A great deal of my playtime now consists of pecking on these qwerty keys recounting and pounding out stories that draw the attention of some of my peers and a few others who enjoy reading what life was like for some of us in an era they call "back in the day." Because like all good things my life will end soon enough and like one of my favorite bosses when I was a radio DJ once said to me... "Why just do stuff? Make it count for something and leave something behind besides rumors and hearsay. Document it. And of course, beware of the Boogie Man. Lord knows he's out there.
But now he might take the form of a politician or other well dressed con men hoping to take away a lot of what many of us have worked for all of our lives. Or he may be somewhere in cyberspace snooping into our lives and hoping that we slip up with information he needs to steal from us from afar. It can even be someone posing as a man of God on some television show asking you to let your guard down and send him money in exchange for prayers you might not receive or some that you do that probably won't help anyway.

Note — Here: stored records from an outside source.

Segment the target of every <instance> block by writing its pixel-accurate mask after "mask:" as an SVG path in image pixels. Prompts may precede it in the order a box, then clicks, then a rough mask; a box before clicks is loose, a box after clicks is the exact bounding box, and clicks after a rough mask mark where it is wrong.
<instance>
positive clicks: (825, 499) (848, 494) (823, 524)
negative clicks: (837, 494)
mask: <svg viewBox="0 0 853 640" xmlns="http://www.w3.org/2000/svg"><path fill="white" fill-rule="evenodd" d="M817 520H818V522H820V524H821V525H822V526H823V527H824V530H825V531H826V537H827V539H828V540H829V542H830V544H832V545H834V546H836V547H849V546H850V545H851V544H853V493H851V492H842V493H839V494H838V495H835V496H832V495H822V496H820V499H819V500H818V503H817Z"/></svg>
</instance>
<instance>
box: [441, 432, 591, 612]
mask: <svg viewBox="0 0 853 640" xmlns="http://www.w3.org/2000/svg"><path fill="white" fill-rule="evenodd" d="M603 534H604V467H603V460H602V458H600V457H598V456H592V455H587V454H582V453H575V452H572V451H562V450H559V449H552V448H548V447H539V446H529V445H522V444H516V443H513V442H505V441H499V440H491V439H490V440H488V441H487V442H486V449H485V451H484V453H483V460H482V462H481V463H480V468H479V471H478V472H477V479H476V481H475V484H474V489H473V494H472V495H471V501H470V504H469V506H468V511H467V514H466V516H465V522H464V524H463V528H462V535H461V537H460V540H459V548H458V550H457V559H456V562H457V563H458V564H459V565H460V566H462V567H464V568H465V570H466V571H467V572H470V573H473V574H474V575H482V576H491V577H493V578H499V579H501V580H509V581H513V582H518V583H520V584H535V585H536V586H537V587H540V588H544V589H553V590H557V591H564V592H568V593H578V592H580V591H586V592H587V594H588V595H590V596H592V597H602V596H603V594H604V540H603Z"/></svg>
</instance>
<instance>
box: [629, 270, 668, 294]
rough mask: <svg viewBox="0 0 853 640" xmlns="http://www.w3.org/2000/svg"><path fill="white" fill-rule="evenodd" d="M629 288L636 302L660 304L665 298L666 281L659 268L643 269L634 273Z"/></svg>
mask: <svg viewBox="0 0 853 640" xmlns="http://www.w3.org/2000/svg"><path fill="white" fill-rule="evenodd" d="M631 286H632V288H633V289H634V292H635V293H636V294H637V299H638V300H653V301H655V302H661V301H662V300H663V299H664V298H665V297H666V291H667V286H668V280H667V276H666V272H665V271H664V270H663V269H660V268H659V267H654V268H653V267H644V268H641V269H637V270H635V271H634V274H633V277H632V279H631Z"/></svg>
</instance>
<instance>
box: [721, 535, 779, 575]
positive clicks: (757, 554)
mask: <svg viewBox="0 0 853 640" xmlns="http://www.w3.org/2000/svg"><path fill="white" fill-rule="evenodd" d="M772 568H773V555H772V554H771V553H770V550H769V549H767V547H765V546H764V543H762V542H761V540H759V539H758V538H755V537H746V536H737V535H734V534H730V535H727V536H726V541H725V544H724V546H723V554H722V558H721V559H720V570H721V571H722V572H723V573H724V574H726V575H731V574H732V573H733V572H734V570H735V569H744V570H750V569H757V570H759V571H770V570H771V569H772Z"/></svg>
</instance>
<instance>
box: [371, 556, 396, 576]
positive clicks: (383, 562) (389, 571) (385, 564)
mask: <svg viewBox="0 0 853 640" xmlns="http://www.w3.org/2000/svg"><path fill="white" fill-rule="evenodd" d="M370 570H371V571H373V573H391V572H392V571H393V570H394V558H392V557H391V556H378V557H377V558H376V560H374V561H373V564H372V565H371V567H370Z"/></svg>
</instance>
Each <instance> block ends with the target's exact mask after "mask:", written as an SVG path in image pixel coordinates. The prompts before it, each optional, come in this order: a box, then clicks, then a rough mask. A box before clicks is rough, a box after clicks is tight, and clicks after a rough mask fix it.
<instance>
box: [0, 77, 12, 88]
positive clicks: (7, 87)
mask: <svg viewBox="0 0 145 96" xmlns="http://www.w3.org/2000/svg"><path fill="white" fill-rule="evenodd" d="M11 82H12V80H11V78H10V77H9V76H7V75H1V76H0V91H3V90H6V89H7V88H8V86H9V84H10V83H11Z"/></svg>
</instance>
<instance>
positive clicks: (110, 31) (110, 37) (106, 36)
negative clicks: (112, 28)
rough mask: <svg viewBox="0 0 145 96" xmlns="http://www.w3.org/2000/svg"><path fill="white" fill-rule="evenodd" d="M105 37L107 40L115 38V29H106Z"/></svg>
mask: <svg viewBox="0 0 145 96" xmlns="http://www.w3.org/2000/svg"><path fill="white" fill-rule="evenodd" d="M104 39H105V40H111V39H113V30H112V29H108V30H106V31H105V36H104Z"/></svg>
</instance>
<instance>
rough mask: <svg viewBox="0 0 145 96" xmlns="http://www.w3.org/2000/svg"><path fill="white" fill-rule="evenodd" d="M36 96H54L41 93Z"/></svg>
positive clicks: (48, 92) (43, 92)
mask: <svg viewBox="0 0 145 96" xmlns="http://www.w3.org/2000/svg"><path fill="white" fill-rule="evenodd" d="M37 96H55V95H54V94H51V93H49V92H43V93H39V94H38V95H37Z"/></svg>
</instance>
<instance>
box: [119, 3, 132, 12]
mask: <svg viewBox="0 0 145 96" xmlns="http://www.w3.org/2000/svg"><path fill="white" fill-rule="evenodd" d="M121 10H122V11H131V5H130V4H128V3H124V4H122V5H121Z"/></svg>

He could even be a family member or just someone you call friend . All of us have something someone else wants. And that brings me to wondering why I often receive invitations to places to meet up with people who in earlier years could not have cared less that I even existed. I get those more frequently now than ever before and usually I decline them. Not out of resentment or fear of anyone but more because I don't see the point.
I stopped going to class reunions and family reunions for these reasons. I am more comfortable where people are less familiar to me and where I might learn something important that I never knew. I prefer going to places where I'm not likely to engage in conversations with anyone I may have tried to talk to in years past but who blew me off then. I never again want to sit across a table from an old girlfriend to compare notes about how our lives have gone and I really don't want to see photos of some one's grandchildren, especially if I really don't know the person who is showing them or if that person is someone I never really cared for anyway, and I get bored very quickly when the discussion begins to be about health issues.
And I certainly don't ever want to be in the accompany of anyone who drinks alcohol to help them remember the good old days. I don't fare well socially with people who need that to express themselves. I have always been more of a one-on-one guy and I believe that sharing thoughts that are written are forever. So I write books and blogs to do that and I don't ever have to dress to impress others, or put on airs or laugh at anything that isn't funny just for the sake of expected protocol. I have survived the Boogie Man and a few other unknowns.
But with all of this said I enjoy hearing from all types of people, those I may have known or some I wished I had. And occasionally I will sit down with a few of them and talk about what might be important to either of us, but at the end of the day all that really matters is what comes next. And since I still have some years left before I become eligible for Medicare I plan to remain who I have always been. Someone with one eye on my surroundings and the wit to expect more from life... so that when all that's left of it nears an end I will have left what I hope are some good stories behind.
Those boogie men from my past who tried to harm me physically are probably dead now but the legacy they left behind lives in my work and within my very being.